Your choices of color also depend on the industry that you operate in. For instance, white is a great color to use if you are in the Health Care segment. Orange is often associated with the food industry. Green, for obvious reasons, is a color that is associated with the agriculture sector and even the finance business.
Your packaging decisions
Your choice of colors is not limited to your brand or logo alone. You should also make packaging decisions so that your products standout in crowded retail spaces. Here, it would be a good idea for you to check out what are the colors that your competition is using and then go with something that is completely different.
In a department store shelf, your product will be placed along with your competitors’ products. And therefore, if you choose to go with a combination of colors that is completely unique and different, you will obviously catch the shoppers’ eye.
Promotional items, lanyards, conference gifts etc
As we are a lanyard company it seems only right we should mention about using the correct colors to design and brand your lanyards and promo items. Your staff probably wear a uniform, and using a bright and vibrant color for a lanyard or a wearable item might seem like a brilliant solution. But be weary of the affect that this has on your brand. For example above we mentioned above, red conveys power. This is fine if you are a gym or a boxing club but it’s no good for an accounting firm or a SAAS startup. Navy is for trust but sometimes doesn’t stand out well, Try mixing a bright color with a dark one.
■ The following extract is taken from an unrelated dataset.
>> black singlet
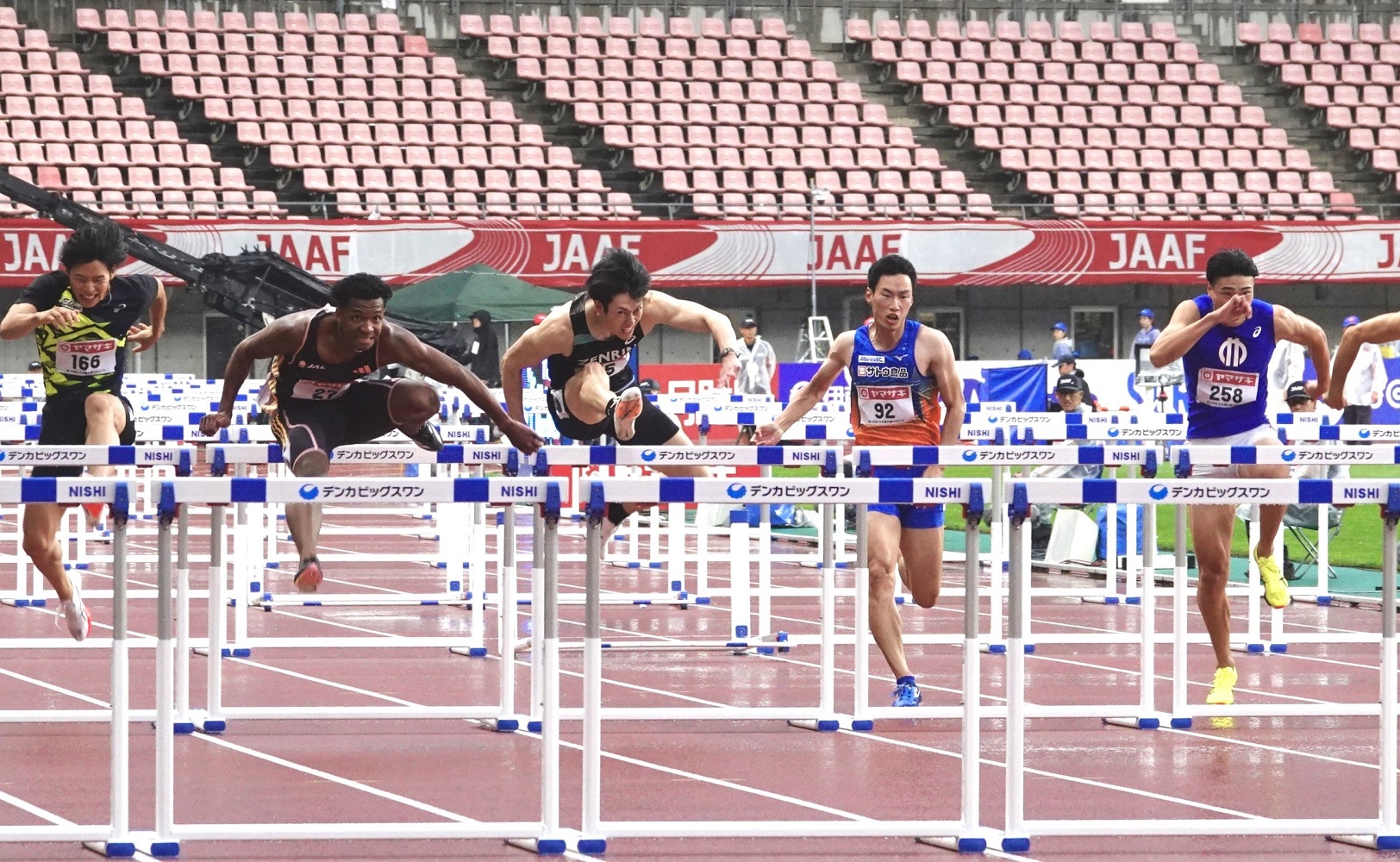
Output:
[267,310,379,410]
[549,294,646,392]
Or using bright colors on a white lanyard can also be very effective.The NetApp Lanyard uses white as a base which stands out very well on most colors, but employs vibrant blue and rich black to display it’s message. Don’t be afraid to mix up and experiment.
In website design and user interfaces
Flat design philosophy and the use of simple combinations of colors and fonts is the ‘in’ thing when it comes to designing web sites. This simply means that you choose a combination of colors that is pretty basic but at the same time very exclusive.An example of a flat, very well designed web interface for Project Honeycomb. Somehow, the dark gray works very well with the other colors utilized in the charts and tabs associated with the dats.
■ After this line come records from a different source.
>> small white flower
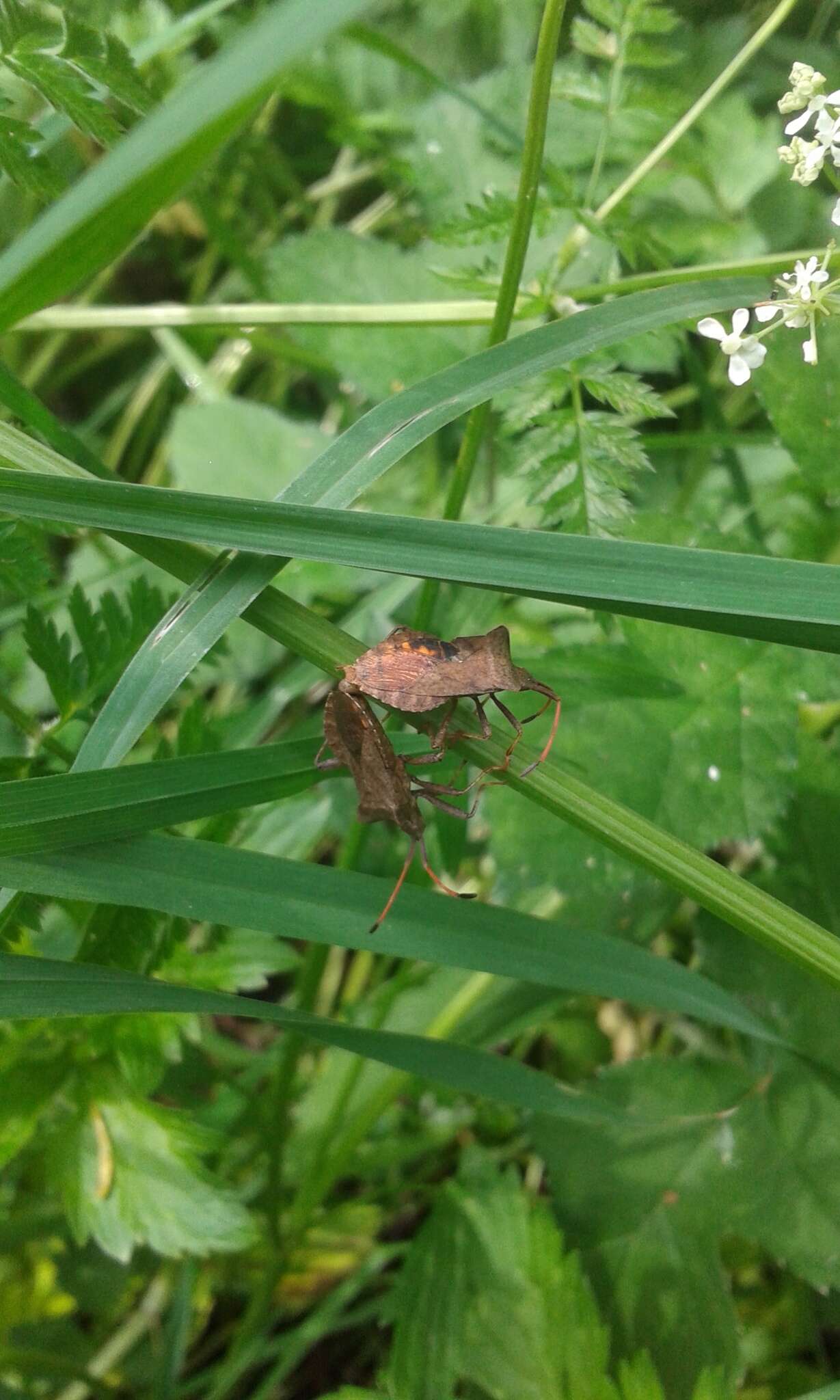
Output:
[777,136,828,185]
[781,256,829,301]
[815,108,840,165]
[697,307,767,385]
[777,63,826,112]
Ideally, the colors of your website should be a continuation of the colors of your company or logo. This will give the online visitor an easy way to relate to your brand. An interesting process here is to design your website as if you are designing a poster – this will allow you to treat color as a powerful tool.
It would be useful to sum up by saying that your colors should reflect the personality of your brand. It would also be useful for you to conduct a study and analyze the customers’ perception of your brand personality as well.
You can then sustain this perception or change it completely by choosing your brand colors accordingly. If you can do this at the conception stage of your brand then great! If not then maybe consider a brand transition.
Bonus tip, don’t go to heavy on the rebrand
From my experience its never a good idea to dump a full rebrand on your clients or audience, you’ll receive mixed opinions and some customers may even abandon you as they will perceive your brand in a different light. A lot of larger companies choose to slowly move towards new colors, introducing them into various print and web marketing items and then eventually making the major shift to new logo, new colors etc.